Marilyn Manson
Antichrist Superstar (Platten der Neunziger)
Text: Melanie Schmidt | Erschienen in: VISIONS Nr. 88
Klang der Vorgänger „Smells Like Children” noch extrem bei Ziehvater und Produzent Trent Reznor abgeguckt, schimmerten Nine Inch Nails-Zitate auf „Antichrist Superstar” nur noch marginal durch. Reznors geliebtes Monsterbaby hatte laufen gelernt und sich zum Antichristen höchstpersönlich stilisiert, was das prüde Amerika prompt wörtlich nahm.

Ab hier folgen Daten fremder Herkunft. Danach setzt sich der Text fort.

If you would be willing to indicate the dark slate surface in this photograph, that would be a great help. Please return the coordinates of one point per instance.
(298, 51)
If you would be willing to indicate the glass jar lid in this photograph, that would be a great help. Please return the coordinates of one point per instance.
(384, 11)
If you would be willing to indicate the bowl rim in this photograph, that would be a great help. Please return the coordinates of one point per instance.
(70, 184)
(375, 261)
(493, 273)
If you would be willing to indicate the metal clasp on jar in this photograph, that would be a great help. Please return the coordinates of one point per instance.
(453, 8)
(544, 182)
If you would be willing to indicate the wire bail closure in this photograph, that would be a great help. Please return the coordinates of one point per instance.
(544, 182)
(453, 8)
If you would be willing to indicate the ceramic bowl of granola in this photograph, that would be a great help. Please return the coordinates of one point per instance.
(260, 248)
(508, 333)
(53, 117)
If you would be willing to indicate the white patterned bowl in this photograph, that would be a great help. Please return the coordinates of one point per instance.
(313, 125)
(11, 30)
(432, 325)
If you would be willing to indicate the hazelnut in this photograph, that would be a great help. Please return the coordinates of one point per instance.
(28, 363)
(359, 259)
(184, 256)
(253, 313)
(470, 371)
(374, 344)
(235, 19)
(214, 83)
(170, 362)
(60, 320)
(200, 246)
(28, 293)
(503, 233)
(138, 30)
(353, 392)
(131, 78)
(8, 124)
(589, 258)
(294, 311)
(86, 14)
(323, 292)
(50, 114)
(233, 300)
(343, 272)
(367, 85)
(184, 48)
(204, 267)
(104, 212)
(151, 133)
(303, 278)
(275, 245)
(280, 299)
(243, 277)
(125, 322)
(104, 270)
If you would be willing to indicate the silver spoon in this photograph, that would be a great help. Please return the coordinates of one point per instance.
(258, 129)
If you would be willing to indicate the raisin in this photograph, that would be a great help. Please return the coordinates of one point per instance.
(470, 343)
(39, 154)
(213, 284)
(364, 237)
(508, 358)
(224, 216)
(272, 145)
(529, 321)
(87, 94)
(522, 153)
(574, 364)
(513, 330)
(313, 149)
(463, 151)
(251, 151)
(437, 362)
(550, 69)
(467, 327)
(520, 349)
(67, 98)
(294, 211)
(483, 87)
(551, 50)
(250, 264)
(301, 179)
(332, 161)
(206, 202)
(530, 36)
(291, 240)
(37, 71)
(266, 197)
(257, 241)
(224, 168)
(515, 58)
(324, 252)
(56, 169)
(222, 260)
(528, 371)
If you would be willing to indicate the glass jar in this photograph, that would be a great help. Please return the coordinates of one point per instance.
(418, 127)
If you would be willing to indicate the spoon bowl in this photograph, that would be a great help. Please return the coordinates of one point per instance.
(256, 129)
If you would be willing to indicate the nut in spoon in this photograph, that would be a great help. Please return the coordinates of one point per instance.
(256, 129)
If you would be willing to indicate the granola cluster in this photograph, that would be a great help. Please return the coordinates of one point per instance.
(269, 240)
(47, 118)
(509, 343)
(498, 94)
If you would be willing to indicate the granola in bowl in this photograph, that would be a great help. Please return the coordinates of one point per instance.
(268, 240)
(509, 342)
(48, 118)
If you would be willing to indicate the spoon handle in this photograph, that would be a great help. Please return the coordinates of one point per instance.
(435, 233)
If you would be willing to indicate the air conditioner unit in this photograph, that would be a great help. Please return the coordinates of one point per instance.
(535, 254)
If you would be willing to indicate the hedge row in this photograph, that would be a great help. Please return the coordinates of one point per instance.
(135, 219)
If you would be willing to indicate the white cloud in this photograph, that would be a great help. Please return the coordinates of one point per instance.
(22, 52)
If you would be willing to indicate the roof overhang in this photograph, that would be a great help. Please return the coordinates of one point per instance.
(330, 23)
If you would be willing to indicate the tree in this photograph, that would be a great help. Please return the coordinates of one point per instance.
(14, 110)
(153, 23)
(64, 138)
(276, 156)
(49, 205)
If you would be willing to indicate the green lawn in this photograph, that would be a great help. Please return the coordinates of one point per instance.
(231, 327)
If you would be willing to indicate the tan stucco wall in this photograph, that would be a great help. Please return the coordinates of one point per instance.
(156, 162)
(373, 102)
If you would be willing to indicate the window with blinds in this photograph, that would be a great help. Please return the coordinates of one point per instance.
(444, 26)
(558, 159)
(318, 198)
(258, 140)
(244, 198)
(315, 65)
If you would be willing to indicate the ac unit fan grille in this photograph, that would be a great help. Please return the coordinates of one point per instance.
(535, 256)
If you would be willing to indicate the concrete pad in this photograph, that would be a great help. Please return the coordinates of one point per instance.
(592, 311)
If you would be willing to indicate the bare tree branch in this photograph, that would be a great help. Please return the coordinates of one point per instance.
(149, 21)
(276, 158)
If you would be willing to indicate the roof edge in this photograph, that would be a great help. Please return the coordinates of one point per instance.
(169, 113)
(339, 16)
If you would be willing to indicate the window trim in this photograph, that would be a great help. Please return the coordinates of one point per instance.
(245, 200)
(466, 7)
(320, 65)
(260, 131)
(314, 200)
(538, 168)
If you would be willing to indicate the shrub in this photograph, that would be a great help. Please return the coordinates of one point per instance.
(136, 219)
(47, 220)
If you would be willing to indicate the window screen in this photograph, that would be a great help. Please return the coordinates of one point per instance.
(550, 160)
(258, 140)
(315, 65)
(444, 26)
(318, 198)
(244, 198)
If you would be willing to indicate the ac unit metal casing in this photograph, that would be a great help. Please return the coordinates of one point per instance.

Und Manson lachte sich darüber ins androgyne Fäustchen: Alles, was allgemein als verabscheuungswürdig geächtet wird – Homo- und Transsexualität, Serienkiller, Satanismus, Nekro- und Pädophillie – war über Nacht bei den Kids hip und schick. Plötzlich war Rockmusik wieder ‘shocking’ und brachte die älteren Generationen auf die Palme. Aber, was vielleicht viel wichtiger ist: Musik bedeutete wieder Showbiz! Die Zeit war wieder reif für Glamour; sich selbst zu kreieren und in Szene zu setzen, war ‘in’. Das taten Manson dann nicht nur Millionen jugendlicher Jünger gleich, sondern eine ganze Schwemme von Bands, die entweder wie Coal Chamber seinen Look kopierten, oder gleich sowohl Sound als auch Optik wie beispielsweise Orgy oder ganz aktuell die ehemaligen Blackmetaller von Kovenant entlehnten. Leider schafften es die meisten – trotz unbestreitbarer kommerzieller Erfolge – nicht über den Status einer faden Kopie hinaus, denn das vordergründige Kunstprodukt Marilyn Manson trug unter seiner schillernden Hülle Talent zu phantastisch arrangierten Songs wie „The Beautiful People”, „Mister Superstar” oder „Torniquet”. Bei den intelligenten Texten und dem interessant gestalteten Booklet ist man sogar geneigt, ihm Wissenslücken über von ihn gerne angeschnittene Themen wie der Church Of Satan zu vergeben – übrigens ursprünglich auch nichts anderes als ein Club gelangweilter Superstars…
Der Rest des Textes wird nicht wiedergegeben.